Lindenbaum vs. Cohen

Sebuah kasus yang melatarbelakangi perbuatan melanggar hukum[*]  diartikan dalam arti luas. Dikatakan perbuatan melanggar hukum dalam arti luas berarti  jika suatu perbuatan itu tidak hanya melanggar undang-undang melainkan juga bertentangan dengan kesusilaan atau sesuatu yang dianggap tidak pantas oleh masyarakat.

Perkara yang melatarbelakangi adalah perkara dua kantor percetakan milik Lindenbaum dan Cohen yang saling bersaing. Suatu ketika Cohen membujuk seorang karyawan yang berkerja dikantor percetakan Lindenbaum untuk membocorkan informasi yang dibutuhkan oleh pihak Cohen dari percetakan Lindenbaum. Informasi tersebuat hendak digunakan oleh Cohen untuk membuat pelanggan Lindenbaum lebih tertarik dengan percetakannya.

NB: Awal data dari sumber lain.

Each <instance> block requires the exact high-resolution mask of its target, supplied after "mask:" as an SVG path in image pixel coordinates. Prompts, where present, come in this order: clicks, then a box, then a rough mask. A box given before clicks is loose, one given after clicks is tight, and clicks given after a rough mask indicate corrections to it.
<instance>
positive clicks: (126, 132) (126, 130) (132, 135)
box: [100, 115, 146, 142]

Tindakan Cohen diketahui oleh Lindenbaum. Dan karena tidak terima atas tindakan Cohen maka Lindenbaum menggugat Cohen ke pengadilan Arrondissementrechtbank di Amsterdam. Dasar gugatan adalah perbuatan melanggar hukum serta meminta ganti rugi atas kerugian yang telah diderita Lindenbaum karena pendapatannya berkurang akibat pelanggannya pergi kekantor percetakan milik Cohen.

Ditingkat pertama Lindenbaum dimenangkan, sedangkan ditingkat banding pihak Cohen dimenangkan. Alasan pihak Cohen menang karena pada saat itu tidak ada peraturan yang mengatakan bahwa tindakan Cohen adalah sebuah perbuatan melanggar hukum.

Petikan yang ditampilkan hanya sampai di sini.